The first jump is to understand  a new set of facts and develop a new set of understandings. We can build our future in a way that treats us all fairly as we age, and achievesreliability and efficiency. Success is possible. We can get through the next fifty years of a rapidly aging society, having cared well for one another, and having avoided slowing our overall economic development.

However, the journey will entail some risks, and failing to get underway will only make it harder to succeed. When I plunged into the rapids, I had some strengths to build on.

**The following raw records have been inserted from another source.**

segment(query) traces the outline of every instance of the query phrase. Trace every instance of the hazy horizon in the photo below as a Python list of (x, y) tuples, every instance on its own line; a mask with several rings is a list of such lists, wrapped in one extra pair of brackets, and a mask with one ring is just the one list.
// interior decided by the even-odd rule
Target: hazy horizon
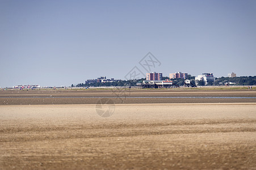
[(151, 70), (256, 75), (255, 1), (1, 1), (0, 87), (125, 79)]

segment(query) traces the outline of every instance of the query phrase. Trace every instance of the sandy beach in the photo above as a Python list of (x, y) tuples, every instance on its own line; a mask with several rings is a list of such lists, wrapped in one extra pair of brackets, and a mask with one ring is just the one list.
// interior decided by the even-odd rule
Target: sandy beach
[[(69, 96), (95, 96), (95, 93), (74, 92)], [(150, 91), (140, 95), (135, 91), (130, 96), (145, 96), (149, 93), (155, 96), (253, 97), (255, 94), (254, 91)], [(0, 105), (1, 169), (256, 168), (253, 98), (251, 102), (233, 99), (236, 100), (231, 103), (220, 102), (221, 99), (208, 103), (211, 100), (198, 99), (201, 101), (195, 103), (195, 99), (184, 98), (183, 103), (179, 103), (179, 99), (171, 99), (173, 102), (170, 103), (145, 103), (145, 99), (132, 98), (144, 103), (133, 101), (97, 108), (95, 104), (45, 104), (43, 100), (33, 103), (38, 99), (11, 98), (14, 96), (3, 93), (0, 96), (1, 102), (6, 97), (21, 100), (19, 101), (29, 99), (32, 102)], [(57, 99), (65, 102), (70, 99)], [(154, 103), (154, 99), (148, 100)], [(99, 109), (110, 109), (111, 116), (98, 114)]]

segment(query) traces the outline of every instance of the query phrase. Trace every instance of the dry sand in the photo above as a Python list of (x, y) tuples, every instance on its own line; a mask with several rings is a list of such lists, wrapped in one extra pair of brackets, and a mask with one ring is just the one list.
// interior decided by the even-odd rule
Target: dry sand
[(256, 169), (255, 102), (111, 109), (0, 105), (0, 169)]

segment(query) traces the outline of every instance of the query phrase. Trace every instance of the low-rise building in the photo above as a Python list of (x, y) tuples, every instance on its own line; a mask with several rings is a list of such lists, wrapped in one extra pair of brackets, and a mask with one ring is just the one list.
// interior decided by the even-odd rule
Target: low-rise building
[(170, 79), (187, 79), (187, 73), (183, 73), (181, 72), (177, 72), (175, 73), (170, 73), (169, 78)]

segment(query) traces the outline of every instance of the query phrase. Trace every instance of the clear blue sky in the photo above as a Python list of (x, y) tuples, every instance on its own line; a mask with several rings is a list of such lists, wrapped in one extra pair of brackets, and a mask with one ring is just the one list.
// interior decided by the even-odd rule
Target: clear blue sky
[(256, 1), (0, 0), (0, 87), (156, 71), (256, 75)]

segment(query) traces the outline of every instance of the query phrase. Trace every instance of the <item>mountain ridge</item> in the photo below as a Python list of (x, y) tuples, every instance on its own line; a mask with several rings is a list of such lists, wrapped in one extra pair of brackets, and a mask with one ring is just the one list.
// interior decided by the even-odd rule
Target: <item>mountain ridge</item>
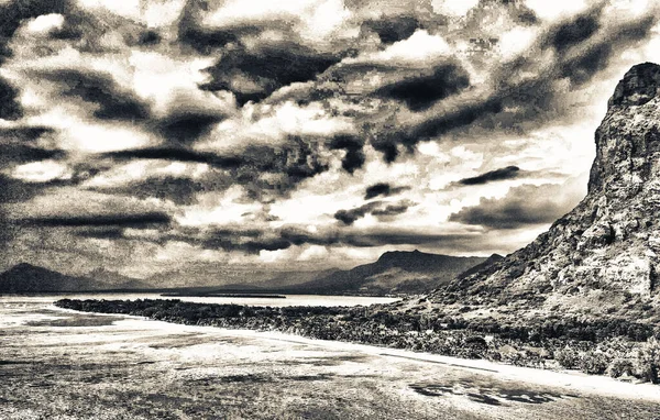
[(442, 305), (623, 313), (658, 308), (660, 66), (634, 66), (595, 132), (586, 197), (529, 245), (429, 295)]

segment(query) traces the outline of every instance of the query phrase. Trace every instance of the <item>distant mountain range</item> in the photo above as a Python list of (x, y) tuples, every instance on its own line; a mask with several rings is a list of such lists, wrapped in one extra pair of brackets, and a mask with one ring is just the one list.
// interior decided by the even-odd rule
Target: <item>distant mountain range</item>
[(438, 288), (429, 302), (518, 320), (660, 317), (660, 66), (634, 66), (607, 104), (586, 197), (529, 245)]
[[(221, 267), (207, 274), (206, 286), (186, 281), (183, 273), (173, 272), (140, 280), (103, 268), (85, 276), (68, 276), (22, 263), (0, 274), (1, 294), (37, 294), (100, 290), (187, 290), (260, 291), (319, 295), (393, 295), (420, 294), (448, 284), (461, 273), (483, 267), (502, 256), (457, 257), (414, 252), (386, 252), (378, 261), (349, 270), (300, 270), (268, 273), (264, 269)], [(206, 270), (206, 269), (205, 269)], [(252, 283), (242, 280), (251, 277)], [(213, 279), (217, 279), (213, 285)], [(256, 279), (256, 281), (255, 281)]]
[(396, 295), (420, 294), (447, 285), (461, 273), (476, 265), (495, 261), (477, 256), (449, 256), (419, 251), (386, 252), (378, 261), (349, 270), (319, 275), (293, 288), (280, 291), (304, 294)]
[(2, 294), (98, 291), (147, 289), (152, 287), (152, 285), (141, 280), (105, 269), (94, 270), (89, 274), (89, 277), (76, 277), (22, 263), (0, 274), (0, 292)]

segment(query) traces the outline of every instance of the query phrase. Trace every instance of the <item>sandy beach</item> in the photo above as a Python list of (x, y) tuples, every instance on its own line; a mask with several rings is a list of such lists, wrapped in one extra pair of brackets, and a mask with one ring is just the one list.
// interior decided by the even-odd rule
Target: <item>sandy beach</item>
[(2, 419), (653, 419), (660, 387), (4, 303)]

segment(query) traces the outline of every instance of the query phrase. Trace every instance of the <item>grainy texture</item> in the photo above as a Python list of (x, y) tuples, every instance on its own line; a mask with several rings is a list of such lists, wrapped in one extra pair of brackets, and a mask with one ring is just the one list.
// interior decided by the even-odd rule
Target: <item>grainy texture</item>
[[(8, 420), (652, 419), (660, 401), (647, 385), (612, 383), (601, 394), (605, 387), (581, 389), (590, 378), (569, 375), (535, 385), (521, 380), (525, 371), (79, 314), (43, 300), (3, 302), (0, 312), (0, 418)], [(627, 397), (613, 397), (616, 387)]]
[[(588, 194), (528, 246), (431, 295), (436, 301), (554, 312), (658, 308), (660, 66), (619, 81), (601, 126)], [(627, 308), (630, 296), (639, 305)], [(630, 311), (628, 317), (634, 317)]]

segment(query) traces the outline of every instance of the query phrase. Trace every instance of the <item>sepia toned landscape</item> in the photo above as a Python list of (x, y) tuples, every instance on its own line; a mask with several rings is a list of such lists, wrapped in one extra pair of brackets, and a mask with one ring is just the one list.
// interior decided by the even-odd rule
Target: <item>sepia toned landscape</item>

I could swim; I wore a helmet; and my loved ones were cheering me on. I  successful re-emerged on shore. And so too, our society  will improve our chances of navigating to the other side if we build on  our strengths, marshall our resources, deliberately plan for what’s ahead, and encourage and support one another along the way.  We may occasionally wash up in a spot that turns out not to be the best, but we can learn from that, and move on.

Doing nothing, we can continue to tread water and keep afloat a while longer. But eventually, even that hard work will fail.

 

We have a long national tradition of joining forces to solve seemingly intractable problems and challenges. We have never shied from taking on threats to our health, well-being, and security. And although the facts of aging seem so remote, so far away, the risks inherent in doing nothing are hitting us even now. One by one, family by family, we need to jump in and swim.